Treatment for hemorrhagic stroke:

  • A cerebral hemorrhage is associated with extremely high death rates. It can be treated with either surgery or medical intervention and there is currently no medical consensus as to which treatment is best.
  • Surgical treatment involves removing the large clot from the area. The blood clot (referred to as a hematoma) size and level of consciousness of the patient are critical. Patients who are awake and have small hematomas (less than 3 centimeters diameter or less than 20 mls) will usually improve without surgery, whereas comatose patients with large hematomas (greater than 6 centimeters diameter or greater than 80 mls) will usually do very poorly, regardless of management. The best candidates for surgery may be patients with moderate to large hematomas who are still awake or conscious.
  • Medical treatment involves monitoring blood pressure while providing adequate blood flow to the brain. If increased pressure is suspected treatment with intravenous mannitol (which reduces the pressure and excess fluids by reducing the clot) with or without furosemide (a diuretic that reduces pressure and removes excess water) may be helpful.
  • A subarachnoid hemorrhage can be treated with either surgery or medical treatment. Surgical treatment involves not only finding the site of the bleeding, but also stopping the bleeding in the brain. Currently, surgery in all patients in good neurological condition (meaning there are no other complications affecting the nervous system) would be the treatment of choice, if the site is surgically easy to get to and there are no other medical complications present. Medical treatment involves normalizing blood pressure, bedrest, analgesics (acetaminophen) to relieve headache and nimodipine (Nimotop) (to reduce pressure and decrease brain cell loss). Nimodipine has been shown to reduce death and hospitalizations.
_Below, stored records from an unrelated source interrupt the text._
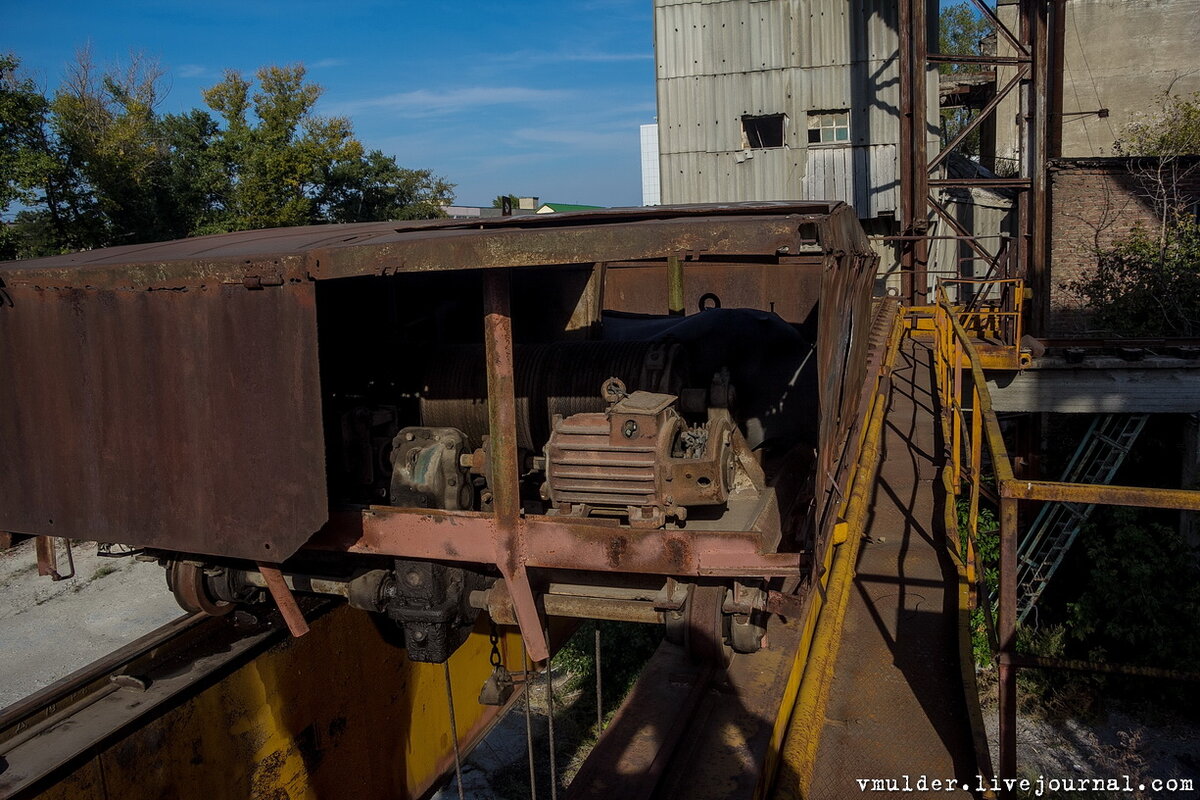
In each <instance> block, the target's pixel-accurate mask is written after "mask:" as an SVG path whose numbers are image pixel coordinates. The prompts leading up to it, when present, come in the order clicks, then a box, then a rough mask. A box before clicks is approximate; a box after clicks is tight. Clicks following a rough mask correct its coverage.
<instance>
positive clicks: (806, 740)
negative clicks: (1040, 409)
mask: <svg viewBox="0 0 1200 800" xmlns="http://www.w3.org/2000/svg"><path fill="white" fill-rule="evenodd" d="M902 323H904V314H899V315H898V318H896V320H895V324H894V326H893V330H892V332H890V336H889V337H888V344H887V354H886V356H884V359H883V368H882V371H881V374H880V375H878V378H877V383H876V391H875V392H874V393H872V396H871V398H872V399H871V408H870V413H869V416H868V422H866V425H865V426H863V435H862V441H860V446H859V451H858V452H859V455H858V462H857V463H856V465H854V471H853V476H852V477H851V481H850V485H851V492H850V495H848V497H847V498H846V500H845V501H844V504H842V507H841V515H840V516H841V518H842V521H844V523H845V528H844V530H842V531H836V530H835V534H834V537H840V534H842V533H844V536H845V539H844V541H842V542H841V543H839V545H836V546H830V547H828V548H827V551H826V553H824V566H826V571H824V576H826V581H824V587H823V591H812V593H810V597H811V604H810V607H809V613H808V618H806V620H805V631H804V636H803V638H802V640H800V646H799V648H798V650H797V656H796V662H794V664H793V675H792V680H791V681H790V684H788V691H790V692H791V691H792V686H793V685H794V687H796V688H794V694H791V693H788V696H787V700H785V705H784V709H782V711H781V714H780V717H779V718H778V720H776V727H775V736H776V738H775V744H776V745H778V751H779V752H780V760H781V762H782V769H781V770H780V776H779V778H778V780H776V784H775V788H774V793H773V796H774V798H778V799H780V800H798V799H800V798H804V796H806V795H808V793H809V787H810V784H811V782H812V772H814V768H815V765H816V756H817V746H818V744H820V735H821V727H822V723H823V721H824V710H826V705H827V703H828V698H829V686H830V685H832V682H833V672H834V664H835V663H836V661H838V646H839V643H840V639H841V630H842V622H844V620H845V616H846V606H847V604H848V601H850V591H851V588H852V585H853V582H854V564H856V561H857V560H858V549H859V545H860V543H862V540H863V533H864V530H865V528H866V511H868V505H869V504H870V498H871V491H872V487H874V485H875V476H876V473H877V470H878V464H880V458H881V447H882V440H883V420H884V417H886V416H887V407H888V391H887V387H888V383H887V378H888V375H889V373H890V371H892V366H893V365H894V363H895V359H896V351H898V350H899V347H900V338H901V333H902ZM839 524H841V523H839ZM792 697H794V703H793V702H791V698H792ZM788 711H790V714H788ZM774 750H775V747H773V751H774Z"/></svg>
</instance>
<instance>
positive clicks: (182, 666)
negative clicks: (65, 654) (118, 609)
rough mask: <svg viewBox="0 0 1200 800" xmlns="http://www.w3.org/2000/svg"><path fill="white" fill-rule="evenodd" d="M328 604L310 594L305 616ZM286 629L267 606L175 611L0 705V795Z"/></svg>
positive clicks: (231, 661) (282, 624) (105, 736)
mask: <svg viewBox="0 0 1200 800" xmlns="http://www.w3.org/2000/svg"><path fill="white" fill-rule="evenodd" d="M332 606H334V603H331V602H329V601H316V602H310V603H307V612H308V616H310V618H312V616H319V615H320V614H323V613H324V612H325V610H328V609H329V608H332ZM287 636H288V632H287V628H286V626H284V625H283V624H282V622H280V621H278V618H277V616H276V615H275V614H274V613H272V614H268V615H264V618H263V620H262V621H258V620H256V622H254V624H253V625H252V626H238V625H235V624H234V621H233V619H232V618H229V616H220V618H218V616H208V615H205V614H192V615H188V616H182V618H180V619H178V620H174V621H172V622H168V624H167V625H163V626H162V627H160V628H157V630H155V631H151V632H150V633H148V634H146V636H144V637H142V638H139V639H137V640H134V642H132V643H131V644H128V645H126V646H124V648H121V649H119V650H116V651H114V652H112V654H109V655H108V656H104V657H103V658H100V660H97V661H95V662H92V663H90V664H88V666H85V667H83V668H82V669H79V670H77V672H74V673H72V674H71V675H67V676H66V678H64V679H62V680H59V681H58V682H55V684H52V685H50V686H47V687H46V688H43V690H41V691H38V692H36V693H35V694H31V696H30V697H28V698H25V699H24V700H20V702H18V703H16V704H13V705H11V706H8V708H7V709H5V710H4V711H2V712H0V758H2V759H4V762H5V763H6V768H5V770H4V771H2V772H0V796H4V798H14V796H20V795H23V794H26V793H31V792H37V790H40V789H41V788H46V787H48V786H50V784H52V783H53V782H54V781H55V780H56V778H58V776H60V775H62V774H64V772H66V771H70V770H71V769H73V768H76V766H77V765H78V764H79V763H80V759H84V758H86V757H89V756H90V754H91V753H94V752H95V751H96V748H97V747H101V746H102V745H103V742H106V741H109V740H110V739H112V738H113V736H116V735H119V734H120V733H121V732H125V730H128V729H131V728H132V727H134V726H137V724H138V723H139V722H142V721H144V720H145V718H148V717H152V716H154V715H155V712H156V711H158V710H160V709H162V708H163V706H166V705H168V704H169V703H170V702H172V700H174V699H175V698H176V697H179V696H181V694H182V693H185V692H187V691H190V690H193V688H194V687H197V686H202V685H208V681H209V680H212V679H215V678H216V676H218V675H221V674H226V673H228V672H229V670H232V669H233V668H235V667H236V666H238V664H241V663H245V662H247V661H250V660H252V658H253V657H254V656H257V655H258V654H260V652H263V651H264V650H266V649H268V648H270V646H271V645H272V644H275V643H277V642H281V640H283V639H286V638H287Z"/></svg>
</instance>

Drug classes used to treat Stroke

  • Antiplatelets
  • Oral Anticoagulants
  • Salicylates
  • Thrombolytic Agents

What is on the horizon?

New therapy for prevention of TIAs and stroke includes a number of new and emerging interventions. Different strategies that restore blood flow to the brain, including longer-acting thrombolytics, anti-platelets and laser-guided clot removal are being researched. Therapies that help reverse the effects of an acute stroke are also being investigated. Researchers are also investigating the possibility of extending the time frame for administering thrombolytic therapy.